If you are out of work as the result of a work injury, you are entitled to a weekly benefit “wage replacement” known as your weekly workers’ compensation benefit. In order to receive this benefit, you must be disabled and unable to work. The law allows you to be considered totally disabled for a period of time. However, if you are on the road to a full physical recovery and eventually will be returning to work, the true goal of the law, then your ability to receive ongoing payments may be affected by “how disabled” you are.

While we as attorneys argue that injured workers should be entitled to the same benefit the whole time, the insurance industry and the Workers’ Compensation Board has come up with this idea that as you get better you go from being totally disabled to partially disabled, meaning you have a partial ability to do something. Based upon that ability or disability they will lower your weekly payment by a certain percentage.
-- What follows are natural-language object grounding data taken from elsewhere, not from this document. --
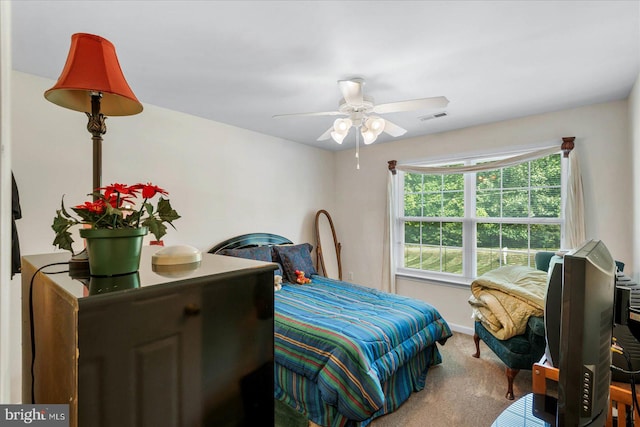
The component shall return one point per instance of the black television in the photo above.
(586, 312)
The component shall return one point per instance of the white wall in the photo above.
(602, 143)
(634, 137)
(223, 180)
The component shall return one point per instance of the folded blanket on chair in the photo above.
(503, 299)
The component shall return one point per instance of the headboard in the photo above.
(250, 240)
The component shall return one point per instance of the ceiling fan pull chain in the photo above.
(358, 148)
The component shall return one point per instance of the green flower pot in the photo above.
(104, 285)
(113, 252)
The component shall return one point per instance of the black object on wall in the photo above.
(16, 213)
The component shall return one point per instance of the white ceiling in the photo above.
(241, 62)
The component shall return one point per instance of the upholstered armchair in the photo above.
(521, 351)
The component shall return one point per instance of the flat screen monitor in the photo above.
(588, 293)
(579, 315)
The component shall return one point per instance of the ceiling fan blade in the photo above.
(413, 104)
(352, 91)
(393, 129)
(323, 113)
(326, 135)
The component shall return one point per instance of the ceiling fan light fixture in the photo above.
(368, 136)
(340, 129)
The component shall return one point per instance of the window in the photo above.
(462, 225)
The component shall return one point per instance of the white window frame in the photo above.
(468, 223)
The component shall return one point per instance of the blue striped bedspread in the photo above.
(350, 339)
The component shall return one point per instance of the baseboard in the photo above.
(461, 329)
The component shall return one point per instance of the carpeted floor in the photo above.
(461, 392)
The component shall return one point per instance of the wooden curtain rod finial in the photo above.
(392, 166)
(567, 145)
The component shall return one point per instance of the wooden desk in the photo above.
(620, 397)
(157, 351)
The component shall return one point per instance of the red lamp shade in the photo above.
(92, 66)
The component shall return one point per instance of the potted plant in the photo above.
(114, 227)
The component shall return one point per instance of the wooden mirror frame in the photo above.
(338, 246)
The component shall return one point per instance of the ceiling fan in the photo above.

Here is an example: assume you are earning $600.00 a week and entitled to a $400.00 a week total disability wage. At some point your doctor says you have a moderate disability and can go back to work potentially doing some things. Now let’s say your job does not have light duty, the Workers’ Compensation Insurance Company and Board will still attempt to lower your weekly payments from $400.00 a week to $200.00 a week (a moderate disability) based on a formula. This does not seem fair, but in their thinking you would have an ability to earn some additional money and still get this compensation. It is a very unfair system and can put you in a very precarious situation, and often times forces people to return to work. Therefore, the higher your average weekly wage is, the more we may be able to get benefits for you.